CoBank noted that while yet to be proven true, indications that China agreed to buy $40 billion annually in U.S. agricultural goods would provide widespread benefit for U.S. agriculture “as soybeans would account for only a small portion of the increase.”
The United States and China are set to sign a phase one trade deal on Jan. 15.
“We expect China to continue to issue more tariff exemptions to its agricultural importers, making purchases of U.S goods more cost effective,” CoBank said.
The U.S. economy continued to “hum” along going into 2020, benefiting from the Federal Reserve’s three rate cuts in 2019, 50-year low unemployment, wages outpacing inflation, strong housing prices, strong consumer spending and the “wealth effect” of record highs in equity markets, CoBank said.

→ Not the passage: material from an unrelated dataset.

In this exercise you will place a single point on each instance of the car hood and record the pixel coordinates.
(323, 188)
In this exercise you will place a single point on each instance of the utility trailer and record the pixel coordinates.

“The current strength of the economy, however, is precarious in the sense that it is almost entirely dependent on consumers,” CoBank said. “Businesses have not been investing in capital goods, and corporate revenue growth has slowed while labor costs continue to climb higher.”
On the agricultural side, CoBank said inclement weather in 2019 had wide-ranging implications for crop prices, basis levels and crop quality.
“Despite the extreme weather and price volatility, corn and soybean prices ended nearly unchanged for the (fourth) quarter,” CoBank said. “Wheat, rice, cotton and sugar prices ended the quarter higher on concerns over smaller U.S. harvests and an improved export pace.
“Volatile weather, trade tensions and a strong U.S. dollar were the key themes impacting U.S. grain and oilseed exports and production in the fourth quarter.
“Given the quality concerns of this year’s (2019) harvest and the substantial amount of grain still in the field, we are bracing for continued downward revisions on final production, yield and ending stock numbers for corn and soybeans.”
CoBank noted that grain elevators were holding corn to capture carry but were struggling to buy corn from slow farmer selling and harvest delays in the fourth quarter. But farmers more readily sold soybeans, and grain handlers acquired soybeans more readily than corn.
For wheat, CoBank noted smaller Southern Hemisphere crops, especially in Australia, will support U.S. exports into Southeast Asia. Another annual drop to historical lows in winter wheat plantings would in part reflect planting struggles and low emergence in some areas.